What to Avoid and How to Prepare for an Audit

The word ‘audit’ often strikes fear in the minds of businesses, many of which immediately associate this with taxation, levies and self-assessment.

However, financial audits can also be highly effective planning tools when used proactive within your business, particularly if your company is experiencing a period of sustained growth or transition that may compromise reporting efficiency.

But how exactly can an audit help your business venture, and what should you avoid when preparing for this?

The Benefits of Carrying Out an Internal Audit

Let’s start by considering the advantages of conducting an internal audit, which can involve multiple stakeholders depending on the size of your venture and the precise challenges that the company is facing. Here are some of the general benefits:

  • Identify and Resolve Issues Ahead of Time: When you carry out a proactive internal audit, you can identify potential fiscal or reporting issues before your company is inspected externally. This creates an opportunity to correct these and minimise potential complications in the future, ensuring that a subsequent financial audit runs as smoothly as possible.
  • Understand the Key Focus Areas of an Audit: When commissioning an internal audit, you’re helping the auditor to focus on the most important elements and ensure that they receive the appropriate levels of attention.
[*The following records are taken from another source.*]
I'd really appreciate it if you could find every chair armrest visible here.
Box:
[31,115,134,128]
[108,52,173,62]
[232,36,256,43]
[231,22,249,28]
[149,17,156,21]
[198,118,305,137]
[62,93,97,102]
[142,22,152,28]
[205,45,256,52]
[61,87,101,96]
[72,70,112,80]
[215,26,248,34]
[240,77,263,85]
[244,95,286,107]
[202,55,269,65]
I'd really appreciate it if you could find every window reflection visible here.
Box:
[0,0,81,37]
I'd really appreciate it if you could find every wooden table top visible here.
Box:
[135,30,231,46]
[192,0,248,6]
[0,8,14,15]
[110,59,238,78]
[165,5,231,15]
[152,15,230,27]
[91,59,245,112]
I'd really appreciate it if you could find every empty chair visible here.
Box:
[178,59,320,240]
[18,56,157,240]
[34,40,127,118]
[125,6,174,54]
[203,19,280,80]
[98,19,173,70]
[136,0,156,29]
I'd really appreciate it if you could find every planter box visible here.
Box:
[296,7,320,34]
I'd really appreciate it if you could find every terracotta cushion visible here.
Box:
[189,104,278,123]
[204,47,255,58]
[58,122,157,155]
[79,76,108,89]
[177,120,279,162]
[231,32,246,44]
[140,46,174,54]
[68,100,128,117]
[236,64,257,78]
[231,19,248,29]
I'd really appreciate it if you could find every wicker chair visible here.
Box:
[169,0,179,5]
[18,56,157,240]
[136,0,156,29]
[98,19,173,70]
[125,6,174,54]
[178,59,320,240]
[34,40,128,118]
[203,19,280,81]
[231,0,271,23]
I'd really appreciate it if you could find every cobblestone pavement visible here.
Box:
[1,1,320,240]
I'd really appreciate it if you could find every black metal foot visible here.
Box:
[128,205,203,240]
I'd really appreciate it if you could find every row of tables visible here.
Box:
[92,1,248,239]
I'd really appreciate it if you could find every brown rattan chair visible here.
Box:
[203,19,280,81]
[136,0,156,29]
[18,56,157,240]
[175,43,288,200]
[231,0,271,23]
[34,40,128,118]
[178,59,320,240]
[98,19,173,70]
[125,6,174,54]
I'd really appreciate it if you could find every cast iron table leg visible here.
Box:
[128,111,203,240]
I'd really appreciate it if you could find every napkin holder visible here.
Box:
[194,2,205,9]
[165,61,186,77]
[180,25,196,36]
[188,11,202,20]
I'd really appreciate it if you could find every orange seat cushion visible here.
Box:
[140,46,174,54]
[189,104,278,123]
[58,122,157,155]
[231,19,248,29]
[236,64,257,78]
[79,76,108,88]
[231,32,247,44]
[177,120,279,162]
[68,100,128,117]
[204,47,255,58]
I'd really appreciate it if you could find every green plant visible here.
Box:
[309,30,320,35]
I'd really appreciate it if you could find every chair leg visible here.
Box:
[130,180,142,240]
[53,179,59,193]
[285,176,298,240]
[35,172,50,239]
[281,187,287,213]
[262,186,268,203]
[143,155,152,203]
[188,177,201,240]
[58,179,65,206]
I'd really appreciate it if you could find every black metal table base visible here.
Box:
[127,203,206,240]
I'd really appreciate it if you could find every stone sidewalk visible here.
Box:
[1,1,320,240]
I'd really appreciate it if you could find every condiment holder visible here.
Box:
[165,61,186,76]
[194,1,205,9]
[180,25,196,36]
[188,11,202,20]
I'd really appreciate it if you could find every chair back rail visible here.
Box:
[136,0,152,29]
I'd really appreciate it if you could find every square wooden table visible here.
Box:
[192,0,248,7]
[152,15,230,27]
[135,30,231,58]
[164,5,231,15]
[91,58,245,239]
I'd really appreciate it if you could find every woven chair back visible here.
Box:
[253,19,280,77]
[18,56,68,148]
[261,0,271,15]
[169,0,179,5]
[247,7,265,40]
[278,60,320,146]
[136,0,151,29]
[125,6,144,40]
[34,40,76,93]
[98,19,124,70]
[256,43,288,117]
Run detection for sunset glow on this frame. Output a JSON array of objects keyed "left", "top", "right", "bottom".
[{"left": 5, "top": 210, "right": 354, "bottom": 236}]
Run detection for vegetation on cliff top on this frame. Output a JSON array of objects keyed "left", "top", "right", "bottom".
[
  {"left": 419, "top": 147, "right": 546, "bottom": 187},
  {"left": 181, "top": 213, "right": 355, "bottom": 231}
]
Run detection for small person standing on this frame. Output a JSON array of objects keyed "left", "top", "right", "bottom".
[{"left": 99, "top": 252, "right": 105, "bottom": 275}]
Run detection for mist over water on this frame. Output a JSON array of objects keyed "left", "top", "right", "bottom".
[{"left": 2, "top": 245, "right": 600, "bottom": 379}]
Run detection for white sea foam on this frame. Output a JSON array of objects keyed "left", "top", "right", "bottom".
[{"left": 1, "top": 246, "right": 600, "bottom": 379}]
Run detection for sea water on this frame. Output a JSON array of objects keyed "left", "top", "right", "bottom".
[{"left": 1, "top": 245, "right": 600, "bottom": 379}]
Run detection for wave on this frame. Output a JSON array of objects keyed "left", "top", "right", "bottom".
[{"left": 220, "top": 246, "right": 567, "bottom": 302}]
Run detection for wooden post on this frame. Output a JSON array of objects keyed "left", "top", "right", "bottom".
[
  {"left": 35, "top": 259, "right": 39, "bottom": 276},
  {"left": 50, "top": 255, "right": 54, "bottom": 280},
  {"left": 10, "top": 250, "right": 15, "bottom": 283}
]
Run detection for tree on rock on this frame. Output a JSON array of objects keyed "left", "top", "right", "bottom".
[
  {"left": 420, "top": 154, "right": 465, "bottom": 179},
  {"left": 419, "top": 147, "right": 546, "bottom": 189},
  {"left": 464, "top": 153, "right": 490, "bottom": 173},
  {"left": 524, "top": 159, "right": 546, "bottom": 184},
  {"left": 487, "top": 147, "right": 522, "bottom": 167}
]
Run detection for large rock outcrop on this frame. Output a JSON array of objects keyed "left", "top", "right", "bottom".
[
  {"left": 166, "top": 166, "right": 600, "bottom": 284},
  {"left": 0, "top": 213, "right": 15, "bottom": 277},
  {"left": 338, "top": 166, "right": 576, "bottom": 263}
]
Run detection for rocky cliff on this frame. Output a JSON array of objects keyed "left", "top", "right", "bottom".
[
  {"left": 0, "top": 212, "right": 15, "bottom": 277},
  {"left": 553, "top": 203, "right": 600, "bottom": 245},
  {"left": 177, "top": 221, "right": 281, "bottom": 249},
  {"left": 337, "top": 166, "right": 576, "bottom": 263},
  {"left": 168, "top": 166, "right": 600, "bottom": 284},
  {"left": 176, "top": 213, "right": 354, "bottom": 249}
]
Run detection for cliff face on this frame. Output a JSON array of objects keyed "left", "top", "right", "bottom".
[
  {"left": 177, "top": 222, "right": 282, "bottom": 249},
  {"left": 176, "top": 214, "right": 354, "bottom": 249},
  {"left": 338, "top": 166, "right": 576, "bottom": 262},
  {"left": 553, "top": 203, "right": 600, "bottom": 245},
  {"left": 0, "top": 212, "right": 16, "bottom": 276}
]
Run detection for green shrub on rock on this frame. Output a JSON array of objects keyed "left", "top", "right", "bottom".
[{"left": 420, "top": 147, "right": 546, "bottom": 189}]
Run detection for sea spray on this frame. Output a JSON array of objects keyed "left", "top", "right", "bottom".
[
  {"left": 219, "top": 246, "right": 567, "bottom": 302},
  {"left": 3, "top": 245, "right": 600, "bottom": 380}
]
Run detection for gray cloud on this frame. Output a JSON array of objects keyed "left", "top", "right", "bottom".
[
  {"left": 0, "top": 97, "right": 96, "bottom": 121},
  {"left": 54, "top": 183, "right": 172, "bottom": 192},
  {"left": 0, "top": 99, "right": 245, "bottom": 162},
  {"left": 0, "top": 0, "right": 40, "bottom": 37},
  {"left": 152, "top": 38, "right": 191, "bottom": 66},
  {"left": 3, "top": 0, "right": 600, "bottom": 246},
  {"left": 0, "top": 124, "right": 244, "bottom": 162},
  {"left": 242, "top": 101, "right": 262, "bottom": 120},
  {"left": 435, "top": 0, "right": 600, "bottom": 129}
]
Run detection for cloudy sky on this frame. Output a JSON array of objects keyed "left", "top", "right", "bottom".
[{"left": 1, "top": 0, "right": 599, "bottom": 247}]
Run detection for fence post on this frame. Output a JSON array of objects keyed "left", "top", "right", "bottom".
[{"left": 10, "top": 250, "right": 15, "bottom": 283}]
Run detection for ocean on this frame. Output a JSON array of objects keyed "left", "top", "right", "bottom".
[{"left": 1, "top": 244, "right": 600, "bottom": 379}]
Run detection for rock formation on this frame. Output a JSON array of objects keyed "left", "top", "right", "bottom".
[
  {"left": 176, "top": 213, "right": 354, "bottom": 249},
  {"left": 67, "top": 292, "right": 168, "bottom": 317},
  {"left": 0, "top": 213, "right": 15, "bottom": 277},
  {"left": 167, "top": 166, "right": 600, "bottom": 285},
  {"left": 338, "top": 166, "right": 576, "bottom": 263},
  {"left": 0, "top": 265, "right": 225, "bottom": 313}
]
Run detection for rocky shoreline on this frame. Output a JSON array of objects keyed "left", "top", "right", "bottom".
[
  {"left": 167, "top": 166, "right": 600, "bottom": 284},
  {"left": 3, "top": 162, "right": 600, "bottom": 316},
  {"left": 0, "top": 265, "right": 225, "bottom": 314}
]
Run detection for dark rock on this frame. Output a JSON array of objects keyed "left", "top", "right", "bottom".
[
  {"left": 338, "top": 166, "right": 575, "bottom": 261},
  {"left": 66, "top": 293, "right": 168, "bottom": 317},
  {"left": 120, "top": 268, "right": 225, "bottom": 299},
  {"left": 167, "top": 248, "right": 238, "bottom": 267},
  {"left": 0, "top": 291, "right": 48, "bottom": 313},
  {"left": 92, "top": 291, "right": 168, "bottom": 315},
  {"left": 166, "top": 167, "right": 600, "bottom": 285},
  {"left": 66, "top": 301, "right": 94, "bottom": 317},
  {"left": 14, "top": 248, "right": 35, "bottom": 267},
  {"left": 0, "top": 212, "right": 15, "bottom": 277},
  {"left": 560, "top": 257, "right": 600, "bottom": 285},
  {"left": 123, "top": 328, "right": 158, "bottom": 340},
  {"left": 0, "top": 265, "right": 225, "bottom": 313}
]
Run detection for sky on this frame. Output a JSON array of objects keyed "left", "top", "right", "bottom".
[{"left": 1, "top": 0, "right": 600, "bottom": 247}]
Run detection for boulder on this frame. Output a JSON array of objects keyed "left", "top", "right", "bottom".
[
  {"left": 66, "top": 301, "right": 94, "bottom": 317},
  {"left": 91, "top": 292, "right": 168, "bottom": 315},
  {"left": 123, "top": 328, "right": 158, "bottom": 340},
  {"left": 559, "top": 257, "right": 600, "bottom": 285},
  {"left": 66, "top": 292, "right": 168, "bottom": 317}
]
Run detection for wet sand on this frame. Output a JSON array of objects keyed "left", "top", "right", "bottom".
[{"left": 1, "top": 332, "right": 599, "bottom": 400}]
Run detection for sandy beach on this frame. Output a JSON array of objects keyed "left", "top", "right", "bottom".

In a financial audit, for example, it’s often reporting processes that create gaps in knowledge and documentation, so this should be a priority when analysing your company finances internally.
  • Ensure That External Audits are Quick and Painless: Ultimately, your internal audit is a dry run for a potential external audit in the future. So, the data and insight accumulated can definitely assist in the coordination of any subsequent work carried out by specialists, ensuring a quick and seamless process that minimises disruption within the business.
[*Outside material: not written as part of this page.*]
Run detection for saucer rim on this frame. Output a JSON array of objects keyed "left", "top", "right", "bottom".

What to Avoid When Preparing an Audit

When it comes to preparing for an external financial audit, accurate reporting is arguably the single most important consideration.

So, having inadequate or inaccurate records represent a huge no-no when it comes to auditing, as does failing to implement quality and system management requirements over an extended period of time.
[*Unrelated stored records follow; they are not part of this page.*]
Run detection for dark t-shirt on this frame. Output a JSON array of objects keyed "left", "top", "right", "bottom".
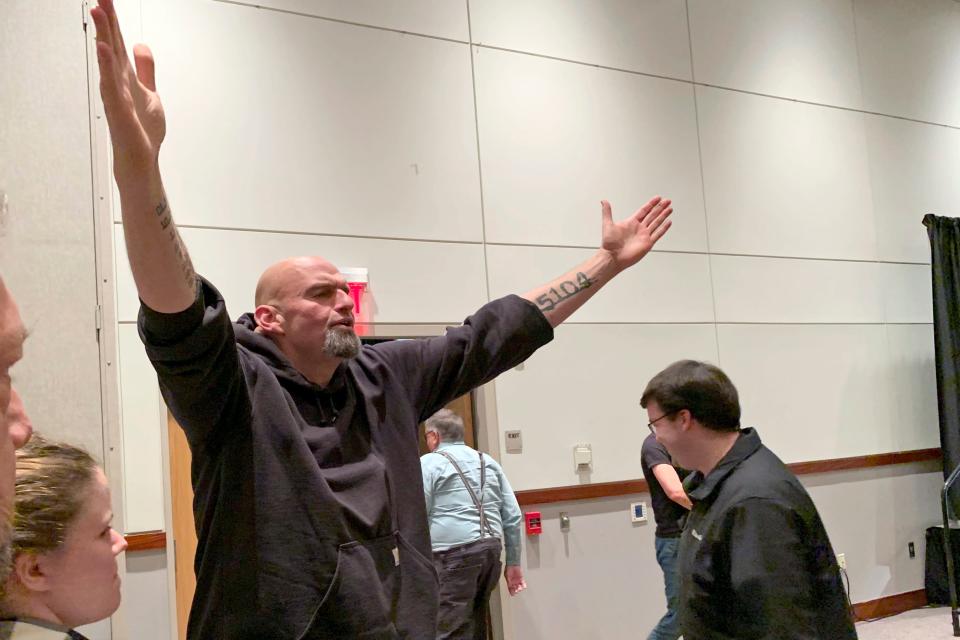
[{"left": 641, "top": 433, "right": 690, "bottom": 538}]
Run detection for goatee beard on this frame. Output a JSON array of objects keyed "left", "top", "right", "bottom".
[{"left": 323, "top": 327, "right": 361, "bottom": 359}]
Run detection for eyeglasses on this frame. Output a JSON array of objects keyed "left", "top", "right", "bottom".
[{"left": 647, "top": 410, "right": 678, "bottom": 435}]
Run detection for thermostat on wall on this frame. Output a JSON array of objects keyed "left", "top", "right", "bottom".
[{"left": 630, "top": 501, "right": 647, "bottom": 523}]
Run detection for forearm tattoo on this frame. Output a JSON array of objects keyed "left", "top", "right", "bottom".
[
  {"left": 155, "top": 198, "right": 197, "bottom": 289},
  {"left": 534, "top": 272, "right": 596, "bottom": 313}
]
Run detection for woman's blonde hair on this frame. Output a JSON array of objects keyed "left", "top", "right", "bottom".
[{"left": 11, "top": 435, "right": 98, "bottom": 557}]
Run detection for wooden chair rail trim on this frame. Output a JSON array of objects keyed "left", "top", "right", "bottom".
[
  {"left": 515, "top": 447, "right": 942, "bottom": 506},
  {"left": 122, "top": 448, "right": 941, "bottom": 549},
  {"left": 125, "top": 530, "right": 166, "bottom": 552}
]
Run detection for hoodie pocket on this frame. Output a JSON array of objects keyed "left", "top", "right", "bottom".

On a similar note, a fundamental lack of documentation is also a huge issue when dealing with auditors, as this can make it hard to verify your statements and accurate incomings and outgoings throughout the business.

So, when you conduct an internal audit and manage this process from beginning to end, you’ll need to focus primarily on creating a holistic and relatively simple reporting process.

At the same time, you’ll need to ensure that all transactions and invoices are thoroughly documented, with easily accessible and legible bookkeeping records making the auditing process considerably easier.

Be sure to install a review process for your documentation and reporting processes too, as this helps to ensure their viability companywide and as the business continues to evolve over time.